Holland coaxed a two-out walk off Tyler Lyons to fuel a four-run second-inning rally that put the Rangers back in business, and the Rangers went on to beat the St. Louis Cardinals 6-4 on Friday night.

"Some of the guys were giving me a hard time with me and my swing," said Holland, who's 0 for 5 at the plate this season but with a pair of walks. "The main thing is to go out there and try to see as many pitches as you possibly can, and try to get his pitch count up.

"Lucky for me, I got the walk," he added.

Nelson Cruz snapped a ninth-inning tie with a two-run single through a drawn-in infield in the opener of a series between 2011 World Series opponents.

Neal Cotts (4-1) escaped a bases-loaded jam in the eighth when Jon Jay tapped out on a full-count pitch and Joe Nathan finished for his 23rd save in 24 chances. All of Cotts' decisions have come this month.

Left fielder David Murphy robbed Carlos Beltran of an extra-base hit and saved a run with a running catch at the wall in left-center to end it.

Allen Craig had two hits and two RBIs, plus he made a handful of outstanding plays at first base for the Cardinals. Joe Kelly worked five scoreless innings after Lyons was yanked in the second.

The opener of the three-game series drew a sellout of 45,228 to Busch Stadium, where the Cardinals closed out the '11 Series with wild wins in Games 6 and 7.
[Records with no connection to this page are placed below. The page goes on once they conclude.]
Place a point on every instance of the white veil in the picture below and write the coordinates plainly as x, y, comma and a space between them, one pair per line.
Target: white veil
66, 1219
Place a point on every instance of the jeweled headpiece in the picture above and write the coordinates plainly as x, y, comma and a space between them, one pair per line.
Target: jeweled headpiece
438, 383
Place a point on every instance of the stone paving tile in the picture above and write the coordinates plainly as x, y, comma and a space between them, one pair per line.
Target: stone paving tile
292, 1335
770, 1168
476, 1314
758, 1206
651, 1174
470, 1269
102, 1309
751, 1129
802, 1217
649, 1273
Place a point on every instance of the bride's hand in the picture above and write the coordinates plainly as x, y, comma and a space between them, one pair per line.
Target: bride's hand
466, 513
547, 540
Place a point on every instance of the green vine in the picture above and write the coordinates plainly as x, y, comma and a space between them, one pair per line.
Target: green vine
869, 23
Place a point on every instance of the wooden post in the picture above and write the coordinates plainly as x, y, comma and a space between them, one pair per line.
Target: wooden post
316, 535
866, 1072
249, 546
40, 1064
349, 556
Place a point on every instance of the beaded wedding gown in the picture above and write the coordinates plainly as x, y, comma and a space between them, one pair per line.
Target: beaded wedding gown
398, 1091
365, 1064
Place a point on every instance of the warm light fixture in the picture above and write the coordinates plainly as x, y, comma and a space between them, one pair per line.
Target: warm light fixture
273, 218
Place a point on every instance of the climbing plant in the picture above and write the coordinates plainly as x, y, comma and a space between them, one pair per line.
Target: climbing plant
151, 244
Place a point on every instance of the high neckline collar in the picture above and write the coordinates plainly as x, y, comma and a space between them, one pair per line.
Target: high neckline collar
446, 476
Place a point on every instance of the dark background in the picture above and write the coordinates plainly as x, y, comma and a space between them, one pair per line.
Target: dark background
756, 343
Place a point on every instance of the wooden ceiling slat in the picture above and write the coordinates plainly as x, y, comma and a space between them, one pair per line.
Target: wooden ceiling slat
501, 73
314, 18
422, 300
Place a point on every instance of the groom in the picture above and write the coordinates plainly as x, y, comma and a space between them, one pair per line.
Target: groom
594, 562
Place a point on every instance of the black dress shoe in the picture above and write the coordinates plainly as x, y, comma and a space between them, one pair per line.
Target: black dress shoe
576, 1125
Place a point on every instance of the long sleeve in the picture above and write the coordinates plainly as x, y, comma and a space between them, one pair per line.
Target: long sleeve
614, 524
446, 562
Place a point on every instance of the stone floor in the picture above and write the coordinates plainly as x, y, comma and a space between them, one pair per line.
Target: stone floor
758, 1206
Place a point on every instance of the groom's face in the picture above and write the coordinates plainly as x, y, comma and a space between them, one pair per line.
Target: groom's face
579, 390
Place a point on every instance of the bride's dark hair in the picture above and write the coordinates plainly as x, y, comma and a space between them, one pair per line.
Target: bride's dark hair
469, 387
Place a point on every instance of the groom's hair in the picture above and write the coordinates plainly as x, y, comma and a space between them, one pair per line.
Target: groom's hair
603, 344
"For me it's just a game on our schedule and you have to play it," Rangers leadoff man Ian Kinsler said. "Obviously, there are memories of the stadium and memories of the field and stuff like that, but this is a different year and we're trying to win a series and continue to play good baseball."

This game had some of the drama that made that series one of the best in recent memory.

Rookie Trevor Rosenthal (1-1) struck out two in a perfect eighth but gave up two hits, botched a sacrifice attempt for an error and threw a wild pitch to the backstop in the ninth.

"It just kind of snowballed on him a little bit," manager Mike Matheny said. "He had trouble getting it in the zone and when he brought it back in he was already in favorable counts for the hitters."